L’asile de Bedlam, dont le nom officiel est Bethlem Royal Hospital, est le plus ancien hôpital psychiatrique d’Europe. Fondé en 1247 à Londres par un ordre religieux, il a accueilli pendant des siècles des personnes souffrant de troubles mentaux, souvent dans des conditions inhumaines et dégradantes.

L’origine du mot « bedlam », qui signifie en anglais « désordre » ou « chaos », témoigne de la réputation sinistre de cet établissement, qui a été le théâtre de traitements monstrueux, de moqueries et de curiosité malsaine de la part des visiteurs.

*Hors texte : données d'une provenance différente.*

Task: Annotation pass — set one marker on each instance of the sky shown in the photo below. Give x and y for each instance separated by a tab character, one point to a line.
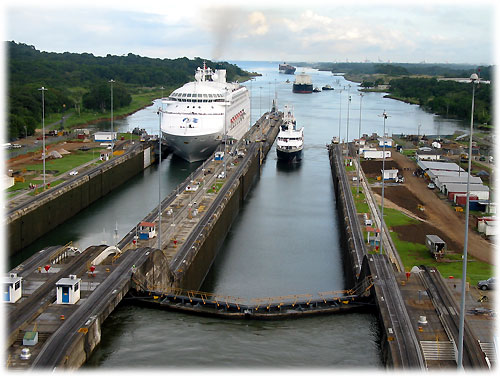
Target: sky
438	31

Un lieu de souffrance et de torture

Au XVIIIe siècle, l’asile de Bedlam était dirigé par une dynastie de médecins, les Monros, qui ne croyaient pas que les malades avaient des sentiments ou pouvaient être guéris. Ils leur infligeaient des « thérapies » basées sur la purge, la saignée, le bain froid, le fouet, la camisole de force ou encore la rotation, une machine qui faisait tourner les patients à grande vitesse pour les étourdir.

Ces pratiques barbares étaient censées chasser les mauvais esprits ou rétablir l’équilibre des humeurs, selon la médecine de l’époque. Elles provoquaient souvent des souffrances atroces, des blessures, voire la mort. Selon les statistiques, un patient sur cinq mourait lors de son séjour à l’hôpital entre 1750 et 1780.

Les patients les plus agités étaient attachés et enfermés dans des cellules humides et sombres, où ils étaient exposés aux intempéries, aux rats et aux insectes. Ils étaient nourris de pain et d’eau, et devaient faire leurs besoins sur place. Certains étaient déshabillés et rasés, pour les empêcher de se cacher ou de se blesser.

Un spectacle pour les touristes

L’asile de Bedlam était aussi un lieu de divertissement pour les Londoniens, qui venaient s’y « amuser » en regardant les malades. Moyennant un penny, ils pouvaient entrer dans l’hôpital et se moquer des patients, les provoquer, les insulter, voire les frapper. Certains leur offraient de la nourriture ou des boissons, pour les voir vomir ou se battre.

Cette attraction morbide attirait des milliers de visiteurs par an, surtout le jour de l’An ou pendant les vacances. Parmi eux, on trouvait des aristocrates, des artistes, des écrivains, mais aussi des enfants. Certains visitaient l’asile par curiosité, d’autres par compassion, d’autres encore par superstition ou par peur de devenir fous eux-mêmes.

L’asile de Bedlam a inspiré de nombreux auteurs, comme William Shakespeare, Daniel Defoe, Charles Dickens ou Edgar Allan Poe, qui ont décrit dans leurs œuvres l’horreur et la folie qui régnaient dans cet hôpital. Il a aussi été représenté dans des gravures, des peintures, des films ou des jeux vidéo, comme un symbole de l’enfer sur terre.

Un changement de paradigme

À la fin du XVIIIe siècle, l’asile de Bedlam a commencé à changer de politique, sous la pression de l’opinion publique et de certains réformateurs, comme le médecin français Philippe Pinel, qui prônait un traitement plus humain et plus rationnel des malades mentaux.

L’hôpital a déménagé plusieurs fois, pour offrir des locaux plus spacieux et plus confortables aux patients. Il a aussi abandonné les pratiques violentes et les visites payantes, pour privilégier des méthodes plus douces et plus respectueuses, comme la thérapie occupationnelle, la musique, le jardinage ou le sport.

Aujourd’hui, l’hôpital de Bethlem est situé à Beckenham, dans le sud de Londres. Il fait partie du South London and Maudsley NHS Foundation Trust, un organisme public qui gère plusieurs établissements de santé mentale. Il accueille environ 300 patients, qui bénéficient de soins adaptés et de programmes de réinsertion sociale.

L’asile de Bedlam reste néanmoins dans les mémoires comme un lieu de souffrance et de torture, qui témoigne de l’évolution des conceptions et des pratiques de la psychiatrie au fil des siècles.